Under normal circumstances, September would be a month of celebration and investigation for the industry as a whole with new car registrations taking priority over the used car business within retailers nationwide.
However, 2020 has been a unique year so far and this time September has been a month fighting to sustain the recovery that started in June when the retailer doors opened for business once again, as the Cazana Monthly Pricing Insight report states.
After several months of hard-fought new car business and impressive used car sales, the new car market posted a dip of 4.4% over the previous year which for many came as something of a surprise given the positive start at the beginning of the month and this performance has left the year to date registration total 33.2% behind activity in 2019.
Amidst the plethora of incentives for new cars lay the aftermath of the suspension of new car production earlier in the year.

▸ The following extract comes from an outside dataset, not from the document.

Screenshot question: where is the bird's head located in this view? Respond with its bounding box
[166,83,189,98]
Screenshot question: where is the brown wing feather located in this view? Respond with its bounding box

Availability issues for certain products, specifically in the VAG and Ford ranges, meant that certain key models were hard to find whilst at the same time preparations for the finalisation of RDE2 legislation and CAFE targets resulted in some models being offered at very appealing prices.
However, as the month progressed, so did the level of registrations with the Fleet sector finishing on a notable 5.8% down on 2019 and the private car sector a more respectable 1.1% lower.
Meanwhile in the used car market, performance was a lot better and the strong demand from the used car buyer continued to bring positive news to the retailers who were able to focus on used car sales better than in the same period in previous years.
Despite the challenges, still evident in the logistics supply chain, used cars were still finding their way to the forecourts to satisfy demand and pricing remained firm on the face of it.